また、南部国境3県と中央政府とのあいだには、歴史的に根深い対立の構図がある。
15世紀中頃、タイ南部のソンクラー県からマレーシア東部のトレンガヌ州までの領域を支配していたヒンドゥー教国「ランカスカ王国」がイスラーム化。17世紀以降には交易で栄えたイスラーム教国「パッターニー王国」が、宗主国の仏教国「スコータイ朝→アユッタヤー朝」に対して度重なる反乱を起こした。これが今日の分離独立運動スピリッツの起源となっている。18世紀に政権内部の闘争でパッターニー王国が弱体化すると、ラッタナゴースィン朝のプラプッタヨートファーヂュラーローク大王(1737-1809)の侵攻を受けて滅亡。1882年、スルタン制が廃止されタイに完全併合された。1909年、タイのパッタニー領有がバンコク条約で国際的に承認され、パッタニー州となった。1933年、モントンの解体により、現在の行政区分となった。第二次世界大戦中には、陸軍元帥ピブーン・ソンクラーム政権が、愛国主義政策(ラッタニヨム)に則って、国内のイスラーム教徒に対しても仏教信仰を強要し、それが今日に至るまで禍根となった(戦後、この政策は一部修正され穏健なものとなったが、それでも基本的な概念は現在でも大して変わっていない)。1945年、イギリスと同盟していた独立運動の指導者がパッタニー独立を宣言。しかし、この同盟はイギリスに反故にされ、パッタニーは引き続きタイに帰属することになった。その後、政府は1970年代までこの地域におけるゲリラを掃討。1980年代からは融和政策に転換して、積極的に開発予算を交付するようになった。

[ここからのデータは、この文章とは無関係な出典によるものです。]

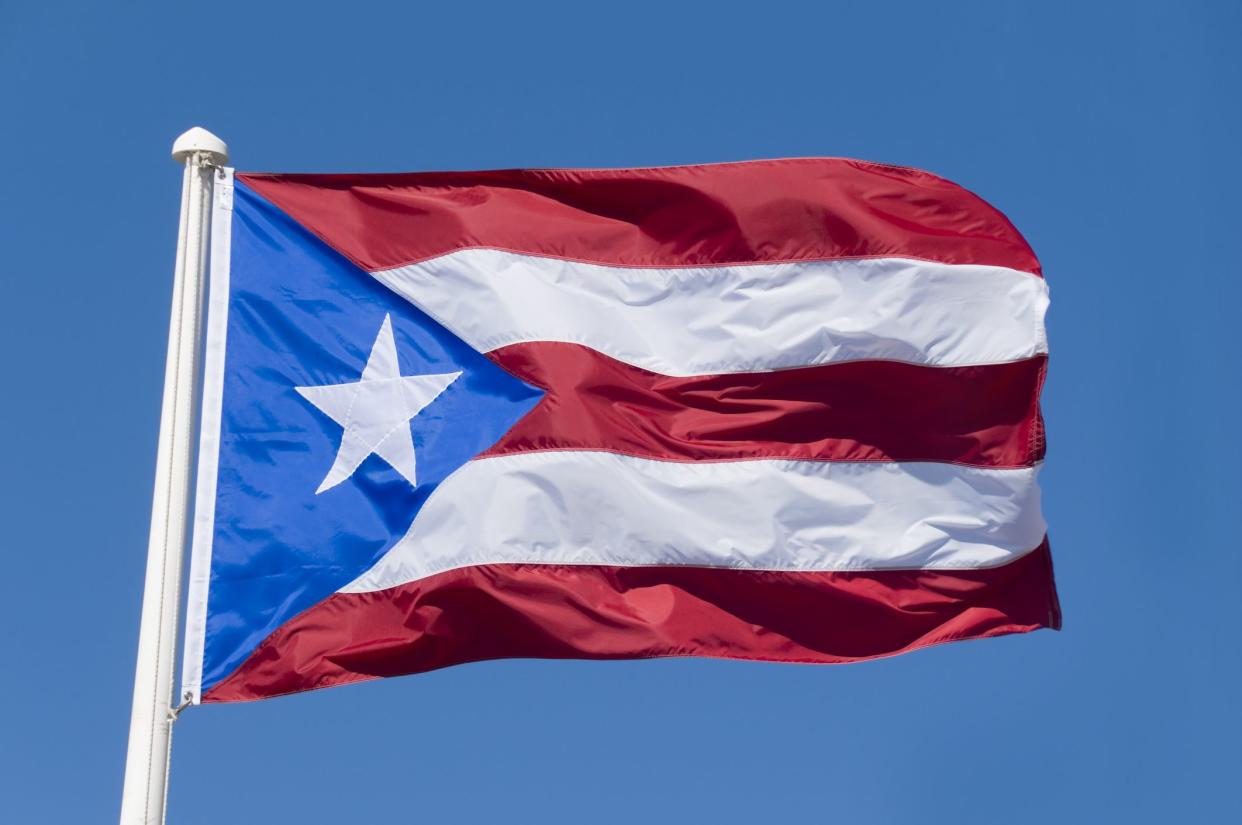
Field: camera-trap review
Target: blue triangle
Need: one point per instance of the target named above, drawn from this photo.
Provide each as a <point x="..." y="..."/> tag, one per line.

この問題に対する具体的な解決策はない。いろいろと自分なりのアイデアはあるが、この日記に掲載するのは適切ではないと考え割愛する。
午後5時、スクンウィット13にあるコンドミニアム「スクンウィットスイート」を出発。午後6時からの40分間、エーガチャイ付近の自動車整備工場でタイヤを交換(2,500バーツ)して車体のバランスを調整(300バーツ)。午後9時、プラーンブリーで夕食をとった。目的地のスラートターニーに到着したのは翌2日午前2時50分。街のはずれにある安ホテル SR (500バーツ)に泊まった。本日の走行距離654kmだった。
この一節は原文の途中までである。